Programming assignments will be graded according to a general rubric. Specifically, we will assign points for completeness, correctness, design, and style. (For more details on the categories, see our Assignment Rubric page.)

The exact weights for each category will vary from one assignment to another. For this assignment, the weights will be:

  • Completeness: 60%

  • Correctness: 20%

  • Design & Style: 7%

  • Performance: 13%

Obtaining your test score

The completeness part of your score will be determined using automated tests. To get your score for the automated tests, simply run the following from the Terminal. (Remember to leave out the $ prompt when you type the command.)

$ cd grader
$ go run proj1/grader proj1

This should print total score after running all test cases inside the individual problems. This printout will not show the tests you failed. You must run the problem’s individual test file to see the failures.

Your actual completeness score will come from running the grader on the CS Peanut cluster manually by the graders. We have provided a slurm script inside grader/grader-slurm.sh. Follow the steps 1-4 from Part 5: Benchmarking Performance and then run:

sbatch grader-slurm.sh

For this assignment, there will be no autograder on Gradescope. We will run the grader on the CS Peanut cluster and will manually enter in the score into Gradescope. However, you must still submit your final commit to Gradescope.

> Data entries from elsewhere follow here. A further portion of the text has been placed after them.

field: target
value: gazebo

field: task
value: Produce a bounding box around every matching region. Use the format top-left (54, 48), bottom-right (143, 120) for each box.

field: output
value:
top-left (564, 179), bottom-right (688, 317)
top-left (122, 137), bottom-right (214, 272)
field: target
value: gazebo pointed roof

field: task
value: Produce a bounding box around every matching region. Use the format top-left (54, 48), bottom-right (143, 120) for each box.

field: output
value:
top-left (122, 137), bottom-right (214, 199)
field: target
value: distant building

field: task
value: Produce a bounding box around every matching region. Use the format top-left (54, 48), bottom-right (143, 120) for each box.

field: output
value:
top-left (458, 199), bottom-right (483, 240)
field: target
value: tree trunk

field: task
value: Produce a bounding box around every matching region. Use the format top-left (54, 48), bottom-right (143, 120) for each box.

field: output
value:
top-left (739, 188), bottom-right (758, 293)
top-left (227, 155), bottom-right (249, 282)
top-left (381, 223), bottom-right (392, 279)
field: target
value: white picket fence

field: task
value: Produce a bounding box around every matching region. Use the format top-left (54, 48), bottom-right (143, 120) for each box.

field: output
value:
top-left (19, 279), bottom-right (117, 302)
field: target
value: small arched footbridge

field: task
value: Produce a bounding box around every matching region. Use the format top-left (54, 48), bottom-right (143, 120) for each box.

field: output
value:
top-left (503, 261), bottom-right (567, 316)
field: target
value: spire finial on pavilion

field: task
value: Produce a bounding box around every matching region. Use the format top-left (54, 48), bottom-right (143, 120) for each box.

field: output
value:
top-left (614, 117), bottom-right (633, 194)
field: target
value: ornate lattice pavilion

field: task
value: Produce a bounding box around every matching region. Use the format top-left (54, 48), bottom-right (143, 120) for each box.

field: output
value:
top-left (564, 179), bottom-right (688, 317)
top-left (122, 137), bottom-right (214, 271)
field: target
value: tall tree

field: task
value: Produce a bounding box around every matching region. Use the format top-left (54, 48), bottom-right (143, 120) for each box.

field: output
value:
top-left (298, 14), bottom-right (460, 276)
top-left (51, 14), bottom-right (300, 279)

There is maximum timeout limit of 10 minutes for each test. No credit is given to that specific test if it exceeds that limit. SLURM has a maximum job time for 10 minutes; therefore, you may have to run them on a test by test basis if your go run proj1/grader proj1 takes in total more than 10 minutes. However, you will still get full points as long as each single test run is below 10 minutes, regardless of how long it takes in total.

Design, Style and Cleaning up

Before you submit your final solution, you should, remove

  • any Printf statements that you added for debugging purposes and

  • all in-line comments of the form: “YOUR CODE HERE” and “TODO …”

  • Think about your function decomposition. No code duplication. This homework assignment is relatively small so this shouldn’t be a major problem but could be in certain problems.

Go does not have a strict style guide. However, use your best judgment from prior programming experience about style. Did you use good variable names? Do you have any lines that are too long, etc.

As you clean up, you should periodically save your file and run your code through the tests to make sure that you have not broken it in the process.

Submission

Before submitting, make sure you’ve added, committed, and pushed all your code to GitHub. You must submit your final work through Gradescope (linked from our Canvas site) in the “Project #1” assignment page via two ways,

  1. Uploading from Github directly (recommended way): You can link your Github account to your Gradescope account and upload the correct repository based on the homework assignment. When you submit your homework, a pop window will appear. Click on “Github” and then “Connect to Github” to connect your Github account to Gradescope. Once you connect (you will only need to do this once), then you can select the repsotiory you wish to upload and the branch (which should always be “main” or “master”) for this course.

  2. Uploading via a Zip file: You can also upload a zip file of the homework directory. Please make sure you upload the entire directory and keep the initial structure the same as the starter code; otherwise, you run the risk of not passing the automated tests.

As a reminder, for this assignment, there will be no autograder on Gradescope. We will run the grader on the CS Peanut cluster and will manually enter in the score into Gradescope. However, you must still submit your final commit to Gradescope.